«Concretezza»: non c’è parola più spesso ripetuta dai politici, da una settimana a questa parte. Ma è come l’araba fenice di Mozart e Dal Ponte: che ci sia, anzi che ci debba essere, ciascun lo dice ma dove sia nessun lo sa. Il piano che Vittorio Colao ha presentato ieri agli Stati generali di Villa Pamphili di spunti concreti ne offre. Persino troppi: in un trattato enciclopedico ma privo di indirizzo preciso qualcosa verrà preso di certo dal governo. Il punto è che la decisione di cosa prendere, cioè di cosa tradurre in una decina di leggi, spetta appunto al governo e da quel punto di vista segnali non ne sono arrivati. Il masterplan di Conte e Gualtieri va infatti appena oltre un listone di quel che sarebbe necessario fare.

DI CONCRETO C’È di certo il prolungamento della cassa integrazione offerto ai sindacati, che però è ancora un provvedimento emergenziale. I leader delle Confederazioni hanno apprezzato, segnalando però che non basta. Hanno ripetuto in coro che bisogna anche prolungare il blocco dei licenziamenti, destinato senza un nuovo intervento a scadere il 7 agosto, e stanziare i fondi per gli ammortizzatori. Il premier si è divincolato: non ha escluso né promesso. Alla fine quasi certamente il blocco verrà prolungato: altra scelta non c’è se si vuole evitare la crisi sociale di dimensioni in autunno.

NEL BRIEFING con i giornalisti, Conte si è limitato a escludere una futura patrimoniale e ad annunciare che «sarà riformato lo strumento della Cassa integrazione». Come? Si vedrà. Di sfuggita ha anche alluso alla sua posizione personale, al centro di un furioso dibattito soprattutto nel M5S: «Sarò contento se a fine mandato tornerò a fare l’avvocato». Cose che si dicono, senza neppure pretendere che qualcuno ci creda.

Se con i sindacati è stato almeno evitato lo stato di belligeranza, altrettanto non può dirsi a proposito di Confindustria. L’intervento del presidente degli industriali è in calendario domani ma Carlo Bonomi è già partito all’attacco. Un’offensiva durissima che lascia prevedere fuoco e fiamme: «Ci aspettavamo un Piano preciso, con un cronoprogramma e con gli effetti attesi. Io questo Piano non lo ho visto». Di conseguenza gli industriali promettono, anzi minacciano, di presentarlo loro un bel Piano: «È già pronto e ben preciso. Lo pubblicheremo anche in un libro», avverte Bonomi. «Se hanno raccolto il nostro invito ben venga», replica diplomatico il premier. È appena il caso di notare dei Piani in cantiere si è ormai perso il conto.

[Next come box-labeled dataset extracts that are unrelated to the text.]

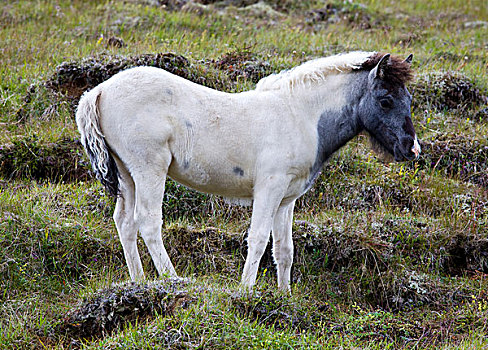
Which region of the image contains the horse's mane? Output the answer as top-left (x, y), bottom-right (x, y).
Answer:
top-left (256, 51), bottom-right (413, 91)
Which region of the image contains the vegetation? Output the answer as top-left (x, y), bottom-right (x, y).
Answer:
top-left (0, 0), bottom-right (488, 349)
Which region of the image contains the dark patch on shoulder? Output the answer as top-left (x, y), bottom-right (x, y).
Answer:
top-left (232, 166), bottom-right (244, 176)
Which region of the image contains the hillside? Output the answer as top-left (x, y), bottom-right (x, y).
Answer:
top-left (0, 0), bottom-right (488, 349)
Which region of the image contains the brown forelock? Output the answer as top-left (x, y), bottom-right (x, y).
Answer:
top-left (358, 52), bottom-right (413, 85)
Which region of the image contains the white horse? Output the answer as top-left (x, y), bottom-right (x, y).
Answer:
top-left (76, 52), bottom-right (420, 290)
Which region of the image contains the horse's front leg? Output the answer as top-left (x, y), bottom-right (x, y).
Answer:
top-left (273, 201), bottom-right (295, 291)
top-left (241, 175), bottom-right (289, 288)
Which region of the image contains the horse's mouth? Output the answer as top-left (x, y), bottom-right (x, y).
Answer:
top-left (393, 136), bottom-right (421, 162)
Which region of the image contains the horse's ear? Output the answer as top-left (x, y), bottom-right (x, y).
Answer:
top-left (405, 54), bottom-right (413, 64)
top-left (376, 53), bottom-right (390, 79)
top-left (369, 53), bottom-right (390, 79)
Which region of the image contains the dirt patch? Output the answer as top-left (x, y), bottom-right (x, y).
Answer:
top-left (163, 227), bottom-right (246, 276)
top-left (410, 72), bottom-right (488, 112)
top-left (0, 137), bottom-right (91, 182)
top-left (231, 286), bottom-right (327, 330)
top-left (51, 280), bottom-right (191, 346)
top-left (159, 223), bottom-right (488, 310)
top-left (213, 47), bottom-right (272, 83)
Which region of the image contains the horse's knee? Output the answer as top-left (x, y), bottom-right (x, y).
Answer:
top-left (247, 236), bottom-right (268, 256)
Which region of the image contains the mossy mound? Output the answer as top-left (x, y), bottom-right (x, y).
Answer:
top-left (418, 134), bottom-right (488, 188)
top-left (45, 53), bottom-right (204, 99)
top-left (410, 71), bottom-right (488, 112)
top-left (53, 279), bottom-right (189, 345)
top-left (0, 137), bottom-right (91, 182)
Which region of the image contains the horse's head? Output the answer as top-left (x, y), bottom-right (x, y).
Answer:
top-left (358, 54), bottom-right (420, 161)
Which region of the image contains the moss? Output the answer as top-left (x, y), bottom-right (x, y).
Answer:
top-left (410, 71), bottom-right (488, 113)
top-left (417, 134), bottom-right (488, 188)
top-left (0, 136), bottom-right (90, 182)
top-left (50, 280), bottom-right (189, 346)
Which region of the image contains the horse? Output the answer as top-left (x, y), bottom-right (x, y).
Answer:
top-left (76, 51), bottom-right (421, 291)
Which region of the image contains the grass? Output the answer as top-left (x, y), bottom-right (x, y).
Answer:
top-left (0, 0), bottom-right (488, 349)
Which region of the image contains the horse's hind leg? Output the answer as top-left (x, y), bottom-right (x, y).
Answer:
top-left (273, 201), bottom-right (295, 290)
top-left (113, 161), bottom-right (144, 281)
top-left (133, 152), bottom-right (177, 277)
top-left (241, 176), bottom-right (289, 288)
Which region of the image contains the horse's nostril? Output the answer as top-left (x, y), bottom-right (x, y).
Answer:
top-left (411, 136), bottom-right (422, 158)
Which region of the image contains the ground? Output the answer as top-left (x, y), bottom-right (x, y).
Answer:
top-left (0, 0), bottom-right (488, 349)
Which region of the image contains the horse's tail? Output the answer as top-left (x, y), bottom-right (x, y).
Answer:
top-left (76, 88), bottom-right (119, 196)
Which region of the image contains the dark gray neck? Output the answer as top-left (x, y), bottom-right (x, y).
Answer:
top-left (306, 73), bottom-right (367, 190)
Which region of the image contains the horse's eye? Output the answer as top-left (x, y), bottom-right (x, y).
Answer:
top-left (380, 97), bottom-right (393, 109)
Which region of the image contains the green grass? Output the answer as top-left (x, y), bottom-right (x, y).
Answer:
top-left (0, 0), bottom-right (488, 349)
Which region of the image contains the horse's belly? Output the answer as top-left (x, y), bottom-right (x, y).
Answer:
top-left (168, 164), bottom-right (253, 199)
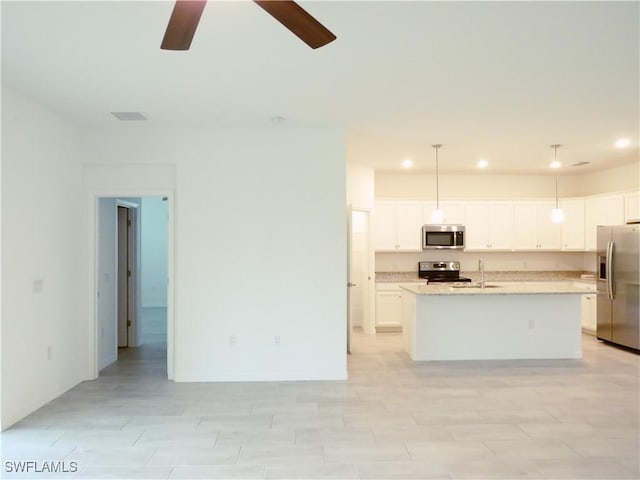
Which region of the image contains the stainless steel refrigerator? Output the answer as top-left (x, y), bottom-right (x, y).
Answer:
top-left (597, 224), bottom-right (640, 349)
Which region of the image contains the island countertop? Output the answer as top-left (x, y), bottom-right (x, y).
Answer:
top-left (400, 281), bottom-right (595, 295)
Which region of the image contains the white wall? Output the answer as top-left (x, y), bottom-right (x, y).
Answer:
top-left (1, 88), bottom-right (87, 428)
top-left (96, 198), bottom-right (118, 370)
top-left (581, 160), bottom-right (640, 195)
top-left (375, 163), bottom-right (640, 200)
top-left (83, 127), bottom-right (347, 381)
top-left (376, 251), bottom-right (595, 272)
top-left (347, 163), bottom-right (375, 209)
top-left (375, 172), bottom-right (578, 201)
top-left (139, 197), bottom-right (168, 308)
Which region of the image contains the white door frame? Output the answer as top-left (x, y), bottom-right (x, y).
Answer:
top-left (115, 197), bottom-right (142, 347)
top-left (87, 189), bottom-right (176, 380)
top-left (347, 205), bottom-right (376, 335)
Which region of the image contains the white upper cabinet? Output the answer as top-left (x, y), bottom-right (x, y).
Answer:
top-left (538, 202), bottom-right (562, 250)
top-left (584, 194), bottom-right (625, 250)
top-left (464, 202), bottom-right (513, 250)
top-left (560, 199), bottom-right (585, 250)
top-left (624, 192), bottom-right (640, 223)
top-left (513, 202), bottom-right (562, 250)
top-left (422, 202), bottom-right (465, 225)
top-left (374, 201), bottom-right (422, 252)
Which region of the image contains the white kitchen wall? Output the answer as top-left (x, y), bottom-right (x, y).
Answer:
top-left (96, 198), bottom-right (118, 370)
top-left (139, 197), bottom-right (168, 308)
top-left (375, 172), bottom-right (579, 200)
top-left (580, 160), bottom-right (640, 195)
top-left (1, 87), bottom-right (87, 428)
top-left (347, 163), bottom-right (375, 209)
top-left (376, 251), bottom-right (594, 272)
top-left (82, 126), bottom-right (347, 381)
top-left (375, 162), bottom-right (640, 200)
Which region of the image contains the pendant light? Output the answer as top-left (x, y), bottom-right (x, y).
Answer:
top-left (551, 143), bottom-right (564, 223)
top-left (431, 143), bottom-right (444, 224)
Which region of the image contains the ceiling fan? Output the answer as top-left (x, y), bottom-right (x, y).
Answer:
top-left (160, 0), bottom-right (336, 50)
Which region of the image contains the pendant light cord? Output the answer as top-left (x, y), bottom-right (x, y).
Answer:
top-left (431, 143), bottom-right (442, 210)
top-left (551, 143), bottom-right (560, 209)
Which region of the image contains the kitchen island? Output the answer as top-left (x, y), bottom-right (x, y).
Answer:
top-left (402, 281), bottom-right (592, 360)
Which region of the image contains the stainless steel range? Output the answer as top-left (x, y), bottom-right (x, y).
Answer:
top-left (418, 262), bottom-right (471, 283)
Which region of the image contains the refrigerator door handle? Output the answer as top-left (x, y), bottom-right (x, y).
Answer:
top-left (607, 242), bottom-right (615, 300)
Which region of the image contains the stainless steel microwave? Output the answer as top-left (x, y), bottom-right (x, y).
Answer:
top-left (422, 224), bottom-right (465, 250)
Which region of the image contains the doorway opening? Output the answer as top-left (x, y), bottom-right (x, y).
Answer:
top-left (347, 207), bottom-right (375, 353)
top-left (93, 195), bottom-right (173, 379)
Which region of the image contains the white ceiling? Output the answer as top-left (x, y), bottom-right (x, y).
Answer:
top-left (1, 1), bottom-right (640, 173)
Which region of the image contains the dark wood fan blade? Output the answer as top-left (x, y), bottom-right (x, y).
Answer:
top-left (254, 0), bottom-right (336, 49)
top-left (160, 0), bottom-right (207, 50)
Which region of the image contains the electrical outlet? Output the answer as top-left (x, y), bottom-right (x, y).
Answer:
top-left (31, 278), bottom-right (44, 293)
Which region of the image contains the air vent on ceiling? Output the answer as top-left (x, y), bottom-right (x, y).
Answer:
top-left (111, 112), bottom-right (147, 122)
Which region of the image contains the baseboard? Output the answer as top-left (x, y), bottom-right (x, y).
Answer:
top-left (376, 325), bottom-right (402, 333)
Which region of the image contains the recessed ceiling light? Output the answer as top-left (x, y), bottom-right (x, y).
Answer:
top-left (111, 112), bottom-right (147, 122)
top-left (616, 138), bottom-right (631, 148)
top-left (402, 158), bottom-right (413, 168)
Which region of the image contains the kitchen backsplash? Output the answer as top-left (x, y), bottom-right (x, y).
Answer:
top-left (375, 250), bottom-right (596, 272)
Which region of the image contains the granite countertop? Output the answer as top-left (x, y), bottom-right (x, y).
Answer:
top-left (376, 270), bottom-right (595, 283)
top-left (401, 280), bottom-right (594, 295)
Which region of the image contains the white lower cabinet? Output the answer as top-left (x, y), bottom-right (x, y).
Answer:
top-left (582, 293), bottom-right (598, 333)
top-left (376, 283), bottom-right (402, 331)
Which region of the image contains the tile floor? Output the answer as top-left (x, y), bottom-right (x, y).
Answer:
top-left (0, 316), bottom-right (640, 480)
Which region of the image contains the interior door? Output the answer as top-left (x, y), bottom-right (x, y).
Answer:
top-left (347, 205), bottom-right (354, 353)
top-left (118, 206), bottom-right (130, 347)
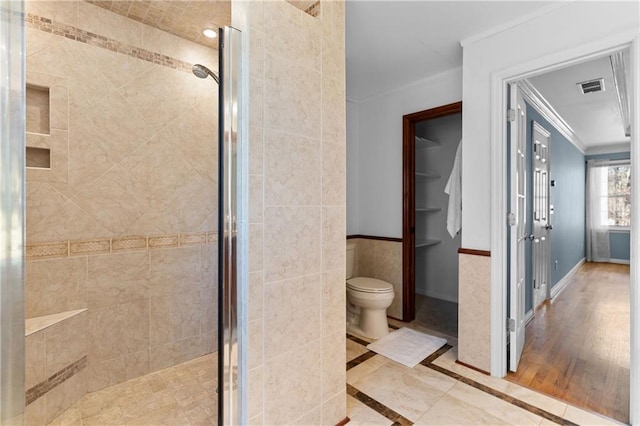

Le bordate non si fermano qui: «Basta vedere Ilva e Alitalia per capire quanti danni produce la propensione dello Stato a entrare come gestore nell’economia«, affonda la lama Bonomi. Non è una battuta tagliente scelta a caso. Gli obiettivi di Confindustria, che trova una sponda conclamata nella Iv di Renzi ma alla cui voce sono molto attente anche aree importanti del Pd, sono essenzialmente due: aiuti e sussidi convogliati tutti verso le aziende senza preoccuparsi troppo di chi rischia di annegare, altrimenti si tratterebbe di «inutili interventi a pioggia», e sostegno diretto dello Stato alle aziende in difficoltà senza però che ciò implichi il poter poi mettere becco nelle scelte delle aziende foraggiate. È il capitalismo italiano, bellezza, e da questo punto di vista davvero non cambia mai.

IL CONFLITTO con gli industriali è oggi il principale problema del governo, persino più allarmante delle eterne scosse telluriche nella maggioranza. La lista di questioni irrisolte e laceranti è lunga, ma in testa alla lista c’è, come al solito, il Mes. Emma Bonino si preparava a far scattare la trappola dopo l’intervento del premier di domani al Senato sul Consiglio europeo del 19 giugno: una mozione per costringere tutti a uscire allo scoperto e decidere subito sul Mes. Conte aveva però fiutato l’aria in anticipo e già venerdì scorso era stato stabilito che quella del premier sarà solo un’informativa che, a differenza delle «comunicazioni» non consente voti di sorta.

IL GOVERNO NON POTEVA fare altro, non avendo ancora trovato una mediazione con i 5S e non essendo ancora certo di poter far valere una richiesta del prestito da parte di altri Paesi che è probabile, ma non certa, e che farebbe in buona parte la differenza. Ma è la seconda volta che Conte svicola per evitare che il Parlamento si pronunci e domani il clima al Senato sarà bollente. Tra l’aula di palazzo Madama e il prevedibile bombardamento di Bonomi agli Stati generali non sarà una giornata facile.